Mi nombre es Torres, y en el fondo yo soy un buen chico. Me da un poco de vergüenza parafrasear en mi presentación a un periodista de los de verdad, como Julio Camba, pero lo hago porque estoy convencido de que, a menudo, peco de timorato y pienso que mientras yo me tiento la ropa en cada gesto, el mundo a mi alrededor está empeñado en el engaño, la mentira y la farsa. No me importa, vamos que no me importa tanto como podría creerse. También tiene su gracia todo este lío, conseguir en ocasiones apartarse lo suficiente para ver con claridad como algunos ponen todo su saber en cambiar el cuento, como le gusta decir a mi amigo Ricardo.

La comunicación política es un arte. Consiste en disimular las incoherencias que se repiten día a día y en tapar los errores que, según me confesó un ex consejero nacionalista, se cometen varias veces en una misma mañana cuando toca tomar decisiones. Oigo a Andoni Ortuzar defender que el acuerdo fiscal “a tres” viene a dar la razón a un PNV que afrontó el arranque de la legislatura subrayando la necesidad de acuerdos. Vaya. Curioso análisis para el jefe de un partido que se arrojó al gobierno de Euskadi en completa soledad porque fue incapaz de cultivar un mínimo de empatía con otras fuerzas, una consecuencia más que previsible de su política de tierra quemada y su mal perder.

“Para que luego me saques en Internet”, dicen que dijo Marta Sánchez a una fan que le pidió una foto. Pues, ¿para qué si no? Lo mismo podría pensar el diputado general de Álava, Javier de Andrés, al que tengo tratado y por buena persona. Hace unos días lamentó la “falta de flexibilidad de PNV y PSE” para incorporar al PP al pacto fiscal. Da lo mismo, a estas horas, las primeras 137 entradas de Google ya hablan de la suma de los populares al acuerdo.

Y, ¿a mí que me importa? Pues no lo sé. Pero con estas cosillas algo se aprende de impuestos. No basta con saber que los ricos pagan poco y defraudan mucho. A los socialistas de Patxi López nadie les va a quitar el mérito de bajar a la arena para hablar de las cosas de comer, esas que, según confiesa el PNV, van a aplazar la consulta de Urkullu.
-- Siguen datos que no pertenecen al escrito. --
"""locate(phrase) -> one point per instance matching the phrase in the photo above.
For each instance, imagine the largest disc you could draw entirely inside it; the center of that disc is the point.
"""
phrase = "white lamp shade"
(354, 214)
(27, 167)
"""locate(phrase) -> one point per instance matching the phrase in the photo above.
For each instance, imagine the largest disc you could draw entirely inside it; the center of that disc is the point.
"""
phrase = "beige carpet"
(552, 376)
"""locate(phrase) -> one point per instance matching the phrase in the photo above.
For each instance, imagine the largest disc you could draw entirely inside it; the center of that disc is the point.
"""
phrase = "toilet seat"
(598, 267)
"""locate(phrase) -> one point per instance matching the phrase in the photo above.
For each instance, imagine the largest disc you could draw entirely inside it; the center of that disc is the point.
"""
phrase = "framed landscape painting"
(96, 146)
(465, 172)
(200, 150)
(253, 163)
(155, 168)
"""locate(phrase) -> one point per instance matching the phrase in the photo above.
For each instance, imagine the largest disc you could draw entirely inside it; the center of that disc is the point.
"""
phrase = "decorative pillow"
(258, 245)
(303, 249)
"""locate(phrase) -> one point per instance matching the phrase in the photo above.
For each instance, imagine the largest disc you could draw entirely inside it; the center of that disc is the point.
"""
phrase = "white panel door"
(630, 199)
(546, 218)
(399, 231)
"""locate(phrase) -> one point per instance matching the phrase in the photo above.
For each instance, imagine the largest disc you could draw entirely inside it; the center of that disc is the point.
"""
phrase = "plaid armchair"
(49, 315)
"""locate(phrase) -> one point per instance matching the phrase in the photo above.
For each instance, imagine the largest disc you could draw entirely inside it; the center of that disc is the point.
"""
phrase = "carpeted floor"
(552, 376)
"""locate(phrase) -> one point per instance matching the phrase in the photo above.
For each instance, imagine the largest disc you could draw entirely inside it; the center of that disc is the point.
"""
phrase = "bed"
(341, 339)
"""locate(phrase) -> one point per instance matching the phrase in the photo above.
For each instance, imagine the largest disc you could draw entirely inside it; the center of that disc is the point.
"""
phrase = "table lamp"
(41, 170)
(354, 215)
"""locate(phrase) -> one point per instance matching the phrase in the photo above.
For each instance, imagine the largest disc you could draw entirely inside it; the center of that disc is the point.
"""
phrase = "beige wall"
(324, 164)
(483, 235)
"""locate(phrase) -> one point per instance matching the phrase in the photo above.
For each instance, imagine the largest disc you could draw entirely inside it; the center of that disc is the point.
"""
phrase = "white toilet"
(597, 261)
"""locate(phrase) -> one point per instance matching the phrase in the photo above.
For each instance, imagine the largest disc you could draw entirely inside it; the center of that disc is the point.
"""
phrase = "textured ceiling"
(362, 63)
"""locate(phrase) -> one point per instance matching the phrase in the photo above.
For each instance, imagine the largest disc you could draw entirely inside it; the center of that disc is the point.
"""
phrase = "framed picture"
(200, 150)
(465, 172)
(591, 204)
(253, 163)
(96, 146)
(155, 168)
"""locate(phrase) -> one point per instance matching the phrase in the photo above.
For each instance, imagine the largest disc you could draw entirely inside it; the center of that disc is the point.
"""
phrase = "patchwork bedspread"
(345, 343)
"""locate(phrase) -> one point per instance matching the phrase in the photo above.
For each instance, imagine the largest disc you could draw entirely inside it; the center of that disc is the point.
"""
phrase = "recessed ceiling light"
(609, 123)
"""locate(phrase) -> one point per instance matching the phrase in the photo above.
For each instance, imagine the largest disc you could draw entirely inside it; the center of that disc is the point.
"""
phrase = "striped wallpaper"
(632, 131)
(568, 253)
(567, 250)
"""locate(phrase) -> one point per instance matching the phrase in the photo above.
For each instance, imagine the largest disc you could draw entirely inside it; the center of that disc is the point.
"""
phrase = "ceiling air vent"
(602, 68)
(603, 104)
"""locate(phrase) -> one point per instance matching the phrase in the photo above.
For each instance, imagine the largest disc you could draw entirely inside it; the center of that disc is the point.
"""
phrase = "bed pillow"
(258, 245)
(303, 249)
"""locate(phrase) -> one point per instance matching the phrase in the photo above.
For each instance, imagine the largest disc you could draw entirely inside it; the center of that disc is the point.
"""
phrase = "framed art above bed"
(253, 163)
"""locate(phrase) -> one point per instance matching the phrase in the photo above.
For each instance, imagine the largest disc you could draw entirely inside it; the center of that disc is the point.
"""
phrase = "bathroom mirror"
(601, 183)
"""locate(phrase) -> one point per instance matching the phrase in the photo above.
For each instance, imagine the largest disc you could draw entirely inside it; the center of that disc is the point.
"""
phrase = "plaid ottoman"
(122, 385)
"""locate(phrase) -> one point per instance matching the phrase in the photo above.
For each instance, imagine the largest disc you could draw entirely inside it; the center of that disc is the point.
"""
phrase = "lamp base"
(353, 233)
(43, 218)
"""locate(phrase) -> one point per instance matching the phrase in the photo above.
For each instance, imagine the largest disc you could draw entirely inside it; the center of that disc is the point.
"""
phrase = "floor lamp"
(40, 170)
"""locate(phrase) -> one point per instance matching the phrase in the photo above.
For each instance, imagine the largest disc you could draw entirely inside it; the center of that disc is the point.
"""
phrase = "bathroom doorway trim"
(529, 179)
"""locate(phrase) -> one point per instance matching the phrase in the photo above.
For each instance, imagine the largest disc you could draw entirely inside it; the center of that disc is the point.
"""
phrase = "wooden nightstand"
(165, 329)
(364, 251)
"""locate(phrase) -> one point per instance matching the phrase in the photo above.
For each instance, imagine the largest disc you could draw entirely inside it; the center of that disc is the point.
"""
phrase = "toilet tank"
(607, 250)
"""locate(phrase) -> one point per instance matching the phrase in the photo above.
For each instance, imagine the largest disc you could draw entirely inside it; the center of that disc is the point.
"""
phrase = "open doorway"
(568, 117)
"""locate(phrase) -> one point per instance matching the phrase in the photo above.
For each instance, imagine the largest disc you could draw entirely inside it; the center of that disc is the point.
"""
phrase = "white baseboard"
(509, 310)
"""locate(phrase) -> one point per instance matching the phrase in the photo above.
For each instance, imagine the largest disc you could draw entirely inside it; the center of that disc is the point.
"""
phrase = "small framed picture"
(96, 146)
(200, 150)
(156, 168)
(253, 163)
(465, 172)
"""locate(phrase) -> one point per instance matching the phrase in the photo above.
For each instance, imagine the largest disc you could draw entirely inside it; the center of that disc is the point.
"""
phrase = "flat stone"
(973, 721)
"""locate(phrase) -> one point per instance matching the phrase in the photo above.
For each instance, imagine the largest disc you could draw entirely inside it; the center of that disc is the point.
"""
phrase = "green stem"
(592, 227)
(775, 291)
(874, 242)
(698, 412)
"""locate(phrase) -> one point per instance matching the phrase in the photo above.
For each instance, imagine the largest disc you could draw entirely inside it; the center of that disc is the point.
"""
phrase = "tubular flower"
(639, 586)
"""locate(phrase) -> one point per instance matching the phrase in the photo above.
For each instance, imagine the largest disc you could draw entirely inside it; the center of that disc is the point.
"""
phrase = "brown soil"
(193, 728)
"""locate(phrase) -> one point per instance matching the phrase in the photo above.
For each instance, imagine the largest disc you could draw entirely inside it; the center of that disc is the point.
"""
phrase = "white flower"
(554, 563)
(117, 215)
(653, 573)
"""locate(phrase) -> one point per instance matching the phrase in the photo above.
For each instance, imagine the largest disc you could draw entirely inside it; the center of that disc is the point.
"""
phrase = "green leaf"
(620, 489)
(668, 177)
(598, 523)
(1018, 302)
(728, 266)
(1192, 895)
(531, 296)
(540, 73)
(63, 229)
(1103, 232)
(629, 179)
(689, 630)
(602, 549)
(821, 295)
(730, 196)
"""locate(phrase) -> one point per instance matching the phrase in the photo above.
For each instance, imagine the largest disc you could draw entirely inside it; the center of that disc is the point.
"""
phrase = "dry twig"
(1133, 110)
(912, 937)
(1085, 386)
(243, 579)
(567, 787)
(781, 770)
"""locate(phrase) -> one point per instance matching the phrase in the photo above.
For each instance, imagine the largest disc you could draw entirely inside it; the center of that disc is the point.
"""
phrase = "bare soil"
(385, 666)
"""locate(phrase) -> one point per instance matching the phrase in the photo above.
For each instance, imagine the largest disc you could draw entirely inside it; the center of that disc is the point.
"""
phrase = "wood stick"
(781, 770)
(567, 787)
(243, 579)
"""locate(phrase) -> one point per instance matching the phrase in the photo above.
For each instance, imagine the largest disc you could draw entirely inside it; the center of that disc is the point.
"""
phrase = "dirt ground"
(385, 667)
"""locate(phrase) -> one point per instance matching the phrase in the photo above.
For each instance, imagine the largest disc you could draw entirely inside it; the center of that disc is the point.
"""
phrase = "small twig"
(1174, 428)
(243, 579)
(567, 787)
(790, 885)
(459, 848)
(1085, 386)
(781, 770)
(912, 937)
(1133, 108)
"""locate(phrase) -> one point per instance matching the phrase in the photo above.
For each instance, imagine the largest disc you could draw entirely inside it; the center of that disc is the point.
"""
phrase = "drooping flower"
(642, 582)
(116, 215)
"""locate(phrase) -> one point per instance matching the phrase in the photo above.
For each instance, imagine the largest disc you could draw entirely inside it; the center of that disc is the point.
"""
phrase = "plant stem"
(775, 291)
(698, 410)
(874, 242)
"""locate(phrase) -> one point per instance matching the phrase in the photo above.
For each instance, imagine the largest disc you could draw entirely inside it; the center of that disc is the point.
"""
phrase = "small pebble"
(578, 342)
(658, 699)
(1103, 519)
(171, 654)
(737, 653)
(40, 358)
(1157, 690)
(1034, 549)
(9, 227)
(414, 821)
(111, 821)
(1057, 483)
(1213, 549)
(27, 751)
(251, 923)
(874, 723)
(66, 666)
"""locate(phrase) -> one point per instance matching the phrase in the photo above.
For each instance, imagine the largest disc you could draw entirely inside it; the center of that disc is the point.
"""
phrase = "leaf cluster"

El PSE ha logrado lo que parecía imposible en estos tiempos de crisis, conseguir que suene una música coherente en un discurso político. «Aquél que les dé una canción, aquél que logre cristalizar sus sentimientos en una estrofa, las unirá mucho más que si les diera un programa», decía Julio Camba de las masas obreras. Que cunda el ejemplo.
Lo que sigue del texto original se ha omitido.